さて、皆さんは旅行先のレストランでどのようにワインをお選びになりますか?日本のレストランでは、今やどこでも知識豊富なソムリエがサポートしてくれますが、残念ながらニュージーランドにはソムリエという職業があまり浸透していません。もちろん、レストランのスタッフに尋ねることも出来ますが、ここは移民の国、皆がみなワインに精通しているとはいい難いところがあります。そこで今回は、ニュージーランドを旅行中に、聞きなれない食材やメニューを目の前にして途方に暮れぬよう、TriBeCaの料理を例にとって、簡単なワイン・セレクトのシミュレーションをしてみたいと思います。
有難いことに大抵のレストランは、グラスワインの選択肢も充実していますので(TriBeCaは現在10品種35種類)、料理ごとにワインを合わせるのも容易です。
さぁ、イメージしてください。予約は19:30、外の寒さを考えホテルで軽く飲んできたあなたは、ラウンジでの食前酒はパスして、暖かそうなダイニングルームに直接向かいます。

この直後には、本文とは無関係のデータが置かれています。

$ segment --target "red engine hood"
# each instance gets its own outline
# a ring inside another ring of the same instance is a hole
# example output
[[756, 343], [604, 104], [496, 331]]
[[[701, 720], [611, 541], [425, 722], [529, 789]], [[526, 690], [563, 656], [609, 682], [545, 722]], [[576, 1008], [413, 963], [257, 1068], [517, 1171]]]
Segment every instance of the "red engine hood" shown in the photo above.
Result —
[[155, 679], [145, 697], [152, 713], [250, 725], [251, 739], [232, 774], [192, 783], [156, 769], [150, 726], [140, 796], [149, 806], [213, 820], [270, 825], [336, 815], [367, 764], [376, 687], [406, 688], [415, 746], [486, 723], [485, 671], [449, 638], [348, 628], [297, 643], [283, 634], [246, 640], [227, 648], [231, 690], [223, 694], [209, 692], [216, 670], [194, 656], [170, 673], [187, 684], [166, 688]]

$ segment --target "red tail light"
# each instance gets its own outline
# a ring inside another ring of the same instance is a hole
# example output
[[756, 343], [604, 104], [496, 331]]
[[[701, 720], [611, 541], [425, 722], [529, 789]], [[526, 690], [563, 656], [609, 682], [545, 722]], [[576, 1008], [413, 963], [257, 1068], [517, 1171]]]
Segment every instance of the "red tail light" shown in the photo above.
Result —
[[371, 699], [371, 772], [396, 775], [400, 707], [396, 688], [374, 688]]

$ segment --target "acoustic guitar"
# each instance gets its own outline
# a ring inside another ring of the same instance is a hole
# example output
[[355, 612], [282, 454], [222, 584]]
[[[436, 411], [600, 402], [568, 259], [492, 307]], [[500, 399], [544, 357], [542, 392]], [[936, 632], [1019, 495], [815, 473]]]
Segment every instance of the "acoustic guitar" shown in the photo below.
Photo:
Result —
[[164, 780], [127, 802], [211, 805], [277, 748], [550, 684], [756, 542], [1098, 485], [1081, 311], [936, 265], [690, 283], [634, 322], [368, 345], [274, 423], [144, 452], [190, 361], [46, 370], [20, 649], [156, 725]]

「いらっしゃいませ、TriBeCaへようこそ。お席はご用意しております。さぁ、こちらへ。」
< 前菜 >
■Caramelised Scallops(キャラメライズド・スキャロップス) -キャラメル上に仕上げたホタテ貝
■Edamame and Golden Beet Salad(エダマメ・アンド・ゴールデン・ビート・サラダ) -枝豆とゴールデンビートルートのサラダ添え
■Baby Cress and Butternut Cardamon Froth(ベイビー・クレス・アンド・バターナッツ・カルダモン・フロス) -カルダモン風味の、ベイビークレソンとバターナッツ(かぼちゃの一種)を軽やかなソースで
メイン素材のホタテ貝は香ばしく仕上げられているので、少しオークの効いたものがいいかもしれません。ビートルート、バターナッツにはほんのり甘みがありますが、クレソンやカルダモンの爽やかさも加えられています。ソースは泡立ててあるようなので、重くないふんわりとした口当たりでしょう。そこでこの料理には、スパイスやハーブの香りを持ちながら、しっかり熟した果実のブーケとミネラル感のあるソービニヨン・ブラン、その中でも珍しい18ヶ月の樽熟を経た『ドッグ・ポイント・ヴィンヤード・セクション94 2005』 をお勧めします。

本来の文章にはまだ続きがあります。